Walaupun begitu Geblyn boleh ganteng, diincer cewek satu sekolahan, jadi selebgram ataupun rajin menangin lomba pidato yang penting otak gue lebih encer dari dia. Gue pernah baca di salah satu postingan berisi kalimat dari seorang gubernur yang intinya, 'Kamu boleh tidak tampan yang penting mapan.' Gue yakin dewasa nanti gue bakal lebih mapan dari Geblyn dengan kemampuan otak ini.

Nggak ada angin nggak ada hujan si Geblyn masuk kamar terus tiduran di ranjangnya sambil menatap langit kamar.

Geblyn berguman, "Bisa nggak ya gue mencapai cita-cita gue?" kesambet dimana nih Abang gue?

"Emang lo punya cita-cita?" tanya gue.

"Punyalah!" songongnya, "Gue pengen jadi Psikolog Anak biar bisa ngeramal masa depan anak-anak."

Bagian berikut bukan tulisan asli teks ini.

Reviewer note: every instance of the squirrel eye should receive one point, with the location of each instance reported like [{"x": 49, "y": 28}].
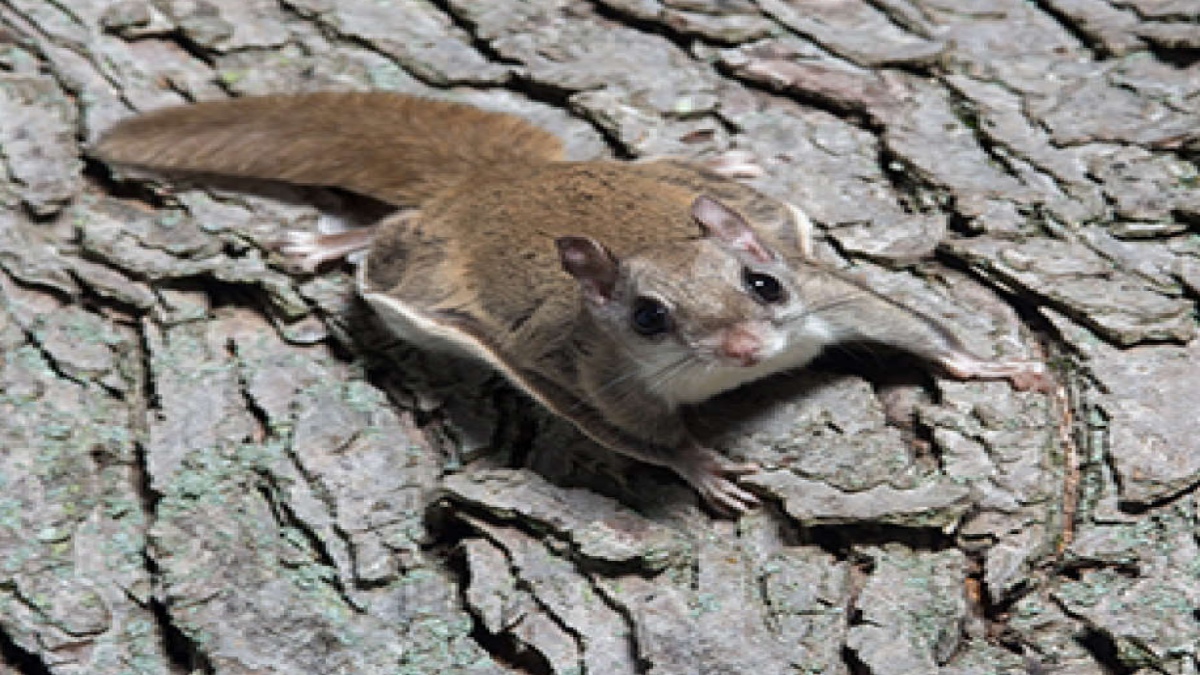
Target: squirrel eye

"Bwahhhhhhaaaaaaa," tawa gue pecah. Kalau ini acara TV show udah gue pastiin tangan gue melambai ke kamera.

"Kenapa lo ketawa?"

"Seriusan lo mau jadi Psikolog Anak?" Geblyn mengangguk, "Kalau anak yang dateng model kayak gue yang ada keluar dari ruangan lo bukan kebantu malah jadi sarap. Bwahhhhaaaa."

"Sialan lo Gani." Geblyn memiringkan tubuhnya ke arah tembok, memunggungi gue. Gue yakin abang gue baru kepikiran tentang itu sekarang.

"Siapa sih yang bilang ke lo kalau psikolog bisa ngeramal? Ada-ada aja deh." Geblyn menoleh.

"Bukannya iya?"

"Sumpah bego lo Bang. Mana bisa, lo kira mereka dukun apa?" Geblyn cengo.

"Di jurusan psikologi aja ada pelajaran Stastika yang bakal lo gandeng dari semester dua sampai akhir. Lo aja PR nyontek ke cewek pinter yang ngejar-ngejar lo. Gue akui lo bagus nyampein opini lo ke orang lain tapi enggak buat menghibur ataupun memotivasi orang lain. Gimana kalau anak yang dateng ke lo ngalamin kekerasan dan ngalamin gangguan mental. Sampai ayam jantan bertelor pun kalau lo yang nanganin gue nggak yakin anak itu sembuh." Geblyn tampak berpikir lalu memunggungi gue lagi.

Ngomong-ngomong Geblyn aja gitu-gitu punya cita-cita. Masa gue nggak. Gimana gue mau jadi lelaki mapan walau tak tampan kalau nggak punya cita-cita?

Gue tidur di ranjang gue menghadap ke tembok sembari mentapnya berharap mendapat inspirasi. Yosh! Mulai besok gue harus hunting cita-cita.